Jon Johanning wrote:
> On Dec 30, 2004, at 11:48 PM, joanna bujes wrote:
> 
>> It's hard to know what you mean by "truths of mathematics." If these
>> truths include the entities that we call numbers and that we claim to
>> be able to manipulateby analogy with how we manipulate-numbers-as
>> finite-quantities, then certainly these truths are culturally given.
> 
> 
> What I mean is this: is "2+2=4" true or false?

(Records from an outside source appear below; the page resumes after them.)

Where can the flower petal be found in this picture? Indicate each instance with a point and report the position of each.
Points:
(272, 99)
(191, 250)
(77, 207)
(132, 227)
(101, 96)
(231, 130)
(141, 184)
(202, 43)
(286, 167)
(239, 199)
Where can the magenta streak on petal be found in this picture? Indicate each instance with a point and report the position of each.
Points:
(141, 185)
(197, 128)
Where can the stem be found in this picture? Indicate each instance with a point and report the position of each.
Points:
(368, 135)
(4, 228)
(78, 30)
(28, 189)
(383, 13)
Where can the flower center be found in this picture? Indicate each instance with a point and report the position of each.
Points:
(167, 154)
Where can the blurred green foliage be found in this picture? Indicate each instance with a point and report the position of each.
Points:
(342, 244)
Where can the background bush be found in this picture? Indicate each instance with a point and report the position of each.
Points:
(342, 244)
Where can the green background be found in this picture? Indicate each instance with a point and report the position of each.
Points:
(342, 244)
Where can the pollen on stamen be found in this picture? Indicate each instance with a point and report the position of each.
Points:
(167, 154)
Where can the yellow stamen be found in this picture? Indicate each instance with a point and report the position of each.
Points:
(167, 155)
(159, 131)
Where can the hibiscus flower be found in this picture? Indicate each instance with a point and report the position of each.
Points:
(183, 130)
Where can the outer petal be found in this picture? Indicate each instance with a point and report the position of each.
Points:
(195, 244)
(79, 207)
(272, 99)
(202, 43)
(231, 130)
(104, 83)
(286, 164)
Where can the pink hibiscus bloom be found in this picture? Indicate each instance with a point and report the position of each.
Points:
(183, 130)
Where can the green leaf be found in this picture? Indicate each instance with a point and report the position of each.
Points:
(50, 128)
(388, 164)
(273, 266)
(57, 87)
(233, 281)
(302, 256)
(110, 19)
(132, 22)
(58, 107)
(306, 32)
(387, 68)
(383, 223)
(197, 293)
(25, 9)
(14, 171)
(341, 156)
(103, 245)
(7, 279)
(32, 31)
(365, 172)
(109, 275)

If it is true, is it a
> "culturally-given truth"? If you can find a way to make it false, show
> it to me.
> 
> You see, I'm a terribly simple-minded philosopher in the end.
> 

in the vein of simple-minded philosophy ;-), i have a very simple question:

what is the meaning of "true" in the statement "2+2=4 is true"? is it
this: in the first order theory of formalized elementary arithmetic, the
result 2+2=4 (or for that matter, kant's 7+5=12) can be logically
deduced (recursively axiomatized)?

isnt that quite a different kind of "truth" (a "synthetic truth", in
simple-minded philosophy? ;-)), than "there are two chairs in this room"?

how about euclid's fifth axiom? is that "true"? in what sense?

does the difference matter? perhaps not? one could say: both are true:
one because of the very definition of the terms (or at least an
extension) while the other for commonsense or other reasons... sensory
experience confirms the claim, given agreement on terms and a clear
correspondence between the terms and sensory data...

but aren't we already on slippery (if well-trodden) ground here? isn't
there a bootstrapping problem with the issue of agreement, including on
the representation of sensory data?

	--ravi

p.s: while answers are available to some of these questions elsewhere, i
thought it would be fruitful to *recast* as much light as possible on
this debate.